En attendant, on se fixe des rendez-vous via Skype. On en prévu un cette semaine pour que Sarah-Eve puisse procéder à la coupure du bracelet médical qu'elle portait il y a deux jours encore à l'hôpital Notre-Dame.
«Ça fait partie de nos rituels depuis que la maladie a fait sa place dans nos vies, raconte sa mère, Annie Lussier. On a pris l'habitude de faire ça ensemble, la coupure des bracelets, c'est un genre de cérémonie qui marque les étapes. Là, les filles ne peuvent pas être là, mais on va s'arranger ça par ordinateur.»
Sarah-Eve et sa mère s'installeront devant le portable qui trône sur une table dans leur chambre du quatrième et dernier plancher de la Maison des greffés. Là comme à l'étage inférieur, les chambres sont plus spacieuses, il y a deux grands lits, une salle de bain, de la couleur sur les murs. Sarah-Eve et sa mère ont même accès au balcon arrière, plus tranquille.
«L'équipe de Décor ta vie est débarquée ici il y a quelques années et ils ont refait la déco, c'est bien», raconte doucement Sarah-Eve en faisant visiter chaque étage de l'immeuble converti en Maison des greffés il y a 21 ans.
Cuisine et saller à manger au rez-de-chaussée, les patients et leurs accompagnateurs viennent chercher leur plateau et débarrassent eux-mêmes leur vaisselle pour alléger la tâche des préposés. Un détail, sauf pour des gens qui avant la greffe n'arrivaient même plus à se déplacer seuls. Pour eux, porter un plateau, rincer son assiette, c'est un retour vers l'autonomie.
Sur un même plancher, une salle de gym colorée et bien équipée est aussi signe d'autonomie. Mais on n'y échappe pas, il y a de ces détails, comme deux bonbonnes d'oxygène placées à travers les vélos stationnaires, les tapis roulant et les poids et haltères.
Tout juste à côté, c'est la bibliothèque. Deux murs pleins de bouquins, quelques fauteuils de cuir, des tables basses; c'est la pièce préférée de Sarah-Eve qui garde d'ailleurs toujours une pile de livres sur sa table de chevet, juste à côté d'une impressionnante collection de vernis à ongles. «Je n'ai pas encore eu le temps de regarder ce qu'il y a sur les rayons, mais ça va venir. Je pense passer pas mal de temps ici», confie-t-elle.
Peut-être moins du côté de la chapelle, un étage au-dessous, mais l'endroit aura sans doute droit à quelques visites.

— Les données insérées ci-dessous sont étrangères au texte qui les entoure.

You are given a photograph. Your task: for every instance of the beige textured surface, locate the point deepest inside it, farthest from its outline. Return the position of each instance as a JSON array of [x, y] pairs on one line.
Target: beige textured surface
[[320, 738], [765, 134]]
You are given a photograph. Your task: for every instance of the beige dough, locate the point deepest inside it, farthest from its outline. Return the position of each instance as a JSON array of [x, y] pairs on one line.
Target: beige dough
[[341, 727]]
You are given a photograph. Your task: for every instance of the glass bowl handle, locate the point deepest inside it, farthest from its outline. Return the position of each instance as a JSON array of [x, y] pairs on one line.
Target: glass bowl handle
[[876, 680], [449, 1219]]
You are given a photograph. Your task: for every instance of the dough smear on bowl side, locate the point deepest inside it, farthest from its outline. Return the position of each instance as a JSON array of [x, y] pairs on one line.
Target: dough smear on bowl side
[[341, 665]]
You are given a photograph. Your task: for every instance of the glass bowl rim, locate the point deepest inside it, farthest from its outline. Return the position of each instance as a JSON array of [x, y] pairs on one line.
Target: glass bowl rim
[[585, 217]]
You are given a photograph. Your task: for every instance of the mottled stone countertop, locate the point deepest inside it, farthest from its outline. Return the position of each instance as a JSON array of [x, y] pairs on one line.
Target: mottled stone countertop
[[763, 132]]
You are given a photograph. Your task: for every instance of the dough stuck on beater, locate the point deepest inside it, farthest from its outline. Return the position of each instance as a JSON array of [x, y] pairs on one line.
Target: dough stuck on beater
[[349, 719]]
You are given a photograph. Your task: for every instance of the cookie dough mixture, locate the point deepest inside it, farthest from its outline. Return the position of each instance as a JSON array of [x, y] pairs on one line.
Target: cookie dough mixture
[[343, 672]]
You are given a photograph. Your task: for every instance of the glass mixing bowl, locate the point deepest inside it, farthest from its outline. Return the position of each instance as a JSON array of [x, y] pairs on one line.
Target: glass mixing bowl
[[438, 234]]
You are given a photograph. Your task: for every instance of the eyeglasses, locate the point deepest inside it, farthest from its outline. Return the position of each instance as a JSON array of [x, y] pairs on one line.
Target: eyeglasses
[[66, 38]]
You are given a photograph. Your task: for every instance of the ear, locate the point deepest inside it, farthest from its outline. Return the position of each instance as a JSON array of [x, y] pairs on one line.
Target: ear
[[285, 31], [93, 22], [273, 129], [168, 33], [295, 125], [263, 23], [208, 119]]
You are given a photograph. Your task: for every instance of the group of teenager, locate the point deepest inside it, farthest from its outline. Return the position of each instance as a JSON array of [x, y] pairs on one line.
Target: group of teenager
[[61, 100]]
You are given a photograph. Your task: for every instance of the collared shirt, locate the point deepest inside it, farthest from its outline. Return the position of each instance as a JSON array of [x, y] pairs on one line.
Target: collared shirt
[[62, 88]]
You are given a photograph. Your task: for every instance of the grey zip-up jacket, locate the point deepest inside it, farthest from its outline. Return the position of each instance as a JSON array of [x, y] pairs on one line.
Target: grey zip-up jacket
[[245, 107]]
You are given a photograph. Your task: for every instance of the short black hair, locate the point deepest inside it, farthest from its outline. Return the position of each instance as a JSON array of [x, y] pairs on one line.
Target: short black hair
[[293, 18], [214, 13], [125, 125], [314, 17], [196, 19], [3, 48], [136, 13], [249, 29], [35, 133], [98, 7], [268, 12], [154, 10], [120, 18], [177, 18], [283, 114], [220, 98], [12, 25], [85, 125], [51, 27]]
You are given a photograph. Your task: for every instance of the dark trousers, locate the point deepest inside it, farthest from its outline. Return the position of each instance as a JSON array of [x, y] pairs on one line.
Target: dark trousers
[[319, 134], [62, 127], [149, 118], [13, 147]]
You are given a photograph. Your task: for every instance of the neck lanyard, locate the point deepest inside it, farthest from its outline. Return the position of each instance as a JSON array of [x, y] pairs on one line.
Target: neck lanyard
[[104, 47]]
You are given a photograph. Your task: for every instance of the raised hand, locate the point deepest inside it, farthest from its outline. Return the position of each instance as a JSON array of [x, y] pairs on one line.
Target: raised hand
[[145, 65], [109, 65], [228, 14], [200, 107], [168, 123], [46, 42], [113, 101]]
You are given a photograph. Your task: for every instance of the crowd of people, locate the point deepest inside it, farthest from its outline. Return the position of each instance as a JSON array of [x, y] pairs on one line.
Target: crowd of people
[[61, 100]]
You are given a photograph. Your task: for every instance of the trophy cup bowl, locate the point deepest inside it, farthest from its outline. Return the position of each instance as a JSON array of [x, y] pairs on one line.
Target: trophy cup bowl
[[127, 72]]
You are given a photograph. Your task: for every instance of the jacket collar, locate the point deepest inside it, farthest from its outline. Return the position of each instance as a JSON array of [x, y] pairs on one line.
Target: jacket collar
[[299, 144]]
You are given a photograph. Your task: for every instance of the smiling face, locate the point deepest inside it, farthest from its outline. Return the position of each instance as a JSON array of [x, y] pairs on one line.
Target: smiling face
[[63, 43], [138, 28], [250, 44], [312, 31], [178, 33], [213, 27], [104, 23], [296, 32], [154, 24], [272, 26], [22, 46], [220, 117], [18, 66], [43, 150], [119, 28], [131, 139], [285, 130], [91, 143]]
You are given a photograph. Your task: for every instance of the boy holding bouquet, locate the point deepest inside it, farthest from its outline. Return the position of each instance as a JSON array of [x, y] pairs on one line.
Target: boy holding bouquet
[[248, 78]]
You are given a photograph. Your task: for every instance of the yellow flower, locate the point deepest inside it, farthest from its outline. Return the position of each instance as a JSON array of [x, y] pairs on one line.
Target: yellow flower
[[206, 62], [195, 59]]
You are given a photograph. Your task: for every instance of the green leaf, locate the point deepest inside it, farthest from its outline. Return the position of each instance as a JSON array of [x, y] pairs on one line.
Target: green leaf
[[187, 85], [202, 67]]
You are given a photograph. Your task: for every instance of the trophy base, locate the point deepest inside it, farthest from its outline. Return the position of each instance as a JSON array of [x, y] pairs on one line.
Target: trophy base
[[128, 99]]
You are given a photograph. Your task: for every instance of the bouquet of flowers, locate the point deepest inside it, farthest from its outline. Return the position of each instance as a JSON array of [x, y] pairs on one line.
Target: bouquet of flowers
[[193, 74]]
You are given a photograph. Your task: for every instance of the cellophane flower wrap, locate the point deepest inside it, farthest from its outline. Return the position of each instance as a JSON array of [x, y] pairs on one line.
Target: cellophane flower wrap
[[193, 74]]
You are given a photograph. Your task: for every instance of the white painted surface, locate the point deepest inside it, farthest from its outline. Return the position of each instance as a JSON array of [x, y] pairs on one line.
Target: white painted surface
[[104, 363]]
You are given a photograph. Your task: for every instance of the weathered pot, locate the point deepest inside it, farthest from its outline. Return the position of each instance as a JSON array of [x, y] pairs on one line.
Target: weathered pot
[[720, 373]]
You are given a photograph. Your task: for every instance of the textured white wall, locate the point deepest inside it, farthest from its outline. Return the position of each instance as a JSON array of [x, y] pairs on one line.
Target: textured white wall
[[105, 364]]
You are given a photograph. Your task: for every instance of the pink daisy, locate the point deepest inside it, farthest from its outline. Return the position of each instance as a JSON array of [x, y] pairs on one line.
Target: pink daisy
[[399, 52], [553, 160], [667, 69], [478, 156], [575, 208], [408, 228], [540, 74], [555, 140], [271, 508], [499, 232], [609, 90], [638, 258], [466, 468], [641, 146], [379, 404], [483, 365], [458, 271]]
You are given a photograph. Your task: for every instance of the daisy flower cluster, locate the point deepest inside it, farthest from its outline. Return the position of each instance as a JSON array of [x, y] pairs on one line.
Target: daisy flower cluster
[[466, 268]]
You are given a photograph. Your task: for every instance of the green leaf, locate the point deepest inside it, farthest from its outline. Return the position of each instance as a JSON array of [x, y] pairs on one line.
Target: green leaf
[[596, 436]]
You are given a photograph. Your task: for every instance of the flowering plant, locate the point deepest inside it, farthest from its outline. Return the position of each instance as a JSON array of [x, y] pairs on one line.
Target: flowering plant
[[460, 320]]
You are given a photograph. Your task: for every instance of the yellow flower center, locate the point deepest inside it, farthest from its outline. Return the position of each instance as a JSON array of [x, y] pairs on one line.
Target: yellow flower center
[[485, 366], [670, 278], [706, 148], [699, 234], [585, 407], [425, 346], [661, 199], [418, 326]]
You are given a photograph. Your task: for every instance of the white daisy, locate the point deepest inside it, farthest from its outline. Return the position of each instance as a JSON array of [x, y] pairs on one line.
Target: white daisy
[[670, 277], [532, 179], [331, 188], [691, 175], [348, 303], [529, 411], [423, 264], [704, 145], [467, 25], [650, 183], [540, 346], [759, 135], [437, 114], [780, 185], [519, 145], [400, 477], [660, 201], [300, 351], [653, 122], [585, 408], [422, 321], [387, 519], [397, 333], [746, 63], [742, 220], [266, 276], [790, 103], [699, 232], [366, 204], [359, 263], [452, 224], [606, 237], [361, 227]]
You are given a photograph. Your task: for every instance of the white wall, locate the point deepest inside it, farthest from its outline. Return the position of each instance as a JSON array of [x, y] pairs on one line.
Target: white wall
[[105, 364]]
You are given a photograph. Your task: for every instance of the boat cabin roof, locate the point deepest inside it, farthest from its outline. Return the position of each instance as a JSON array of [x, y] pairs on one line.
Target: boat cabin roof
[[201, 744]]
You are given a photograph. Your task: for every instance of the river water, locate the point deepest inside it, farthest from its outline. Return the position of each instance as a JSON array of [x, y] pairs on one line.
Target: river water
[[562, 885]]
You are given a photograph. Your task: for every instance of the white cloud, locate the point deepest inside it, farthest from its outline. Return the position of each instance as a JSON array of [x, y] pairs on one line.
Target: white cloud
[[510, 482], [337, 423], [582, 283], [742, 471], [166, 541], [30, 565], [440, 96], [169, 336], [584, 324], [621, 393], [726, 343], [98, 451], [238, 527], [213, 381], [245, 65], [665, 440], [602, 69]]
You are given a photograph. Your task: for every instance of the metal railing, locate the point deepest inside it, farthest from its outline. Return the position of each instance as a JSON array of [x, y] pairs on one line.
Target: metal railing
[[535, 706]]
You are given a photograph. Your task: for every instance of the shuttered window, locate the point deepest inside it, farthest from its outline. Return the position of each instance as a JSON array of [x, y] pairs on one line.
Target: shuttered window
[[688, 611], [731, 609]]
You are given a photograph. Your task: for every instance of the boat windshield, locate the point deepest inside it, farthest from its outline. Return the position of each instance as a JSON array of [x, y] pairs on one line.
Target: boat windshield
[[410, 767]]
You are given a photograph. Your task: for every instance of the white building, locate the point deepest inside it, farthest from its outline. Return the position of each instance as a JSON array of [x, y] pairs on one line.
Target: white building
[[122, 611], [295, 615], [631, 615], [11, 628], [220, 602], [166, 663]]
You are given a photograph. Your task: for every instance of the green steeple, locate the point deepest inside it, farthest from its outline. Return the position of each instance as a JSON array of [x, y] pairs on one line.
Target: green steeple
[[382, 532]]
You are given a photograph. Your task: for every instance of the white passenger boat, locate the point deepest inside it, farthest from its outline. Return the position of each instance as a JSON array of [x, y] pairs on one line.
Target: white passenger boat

Si c'est une statue du frère André qui orne l'avant de la sacristie, ce sont surtout des photos de nombre de greffés qui sont passés par la maison qui attirent le regard des visiteurs.
«Impressionnant», s'entendent Sarah-Eve et sa mère.
«Cette maison, c'est vraiment un endroit où tout le monde est bien accueilli et se sent bien», note Annie Lussier.
Avant la fin de l'entrevue, la mère reviendra vers la fille. «Tu sais, on peut proposer un projet de rafraîchissement d'une chambre afin d'aider la Maison des greffés, ma grande. Je pense qu'on a peut-être un projet. La chambre pourrait peut-être même porter ton nom : la chambre Sarah-Eve Fontaine.»
Sa chambre en permanence, dans une maison temporaire.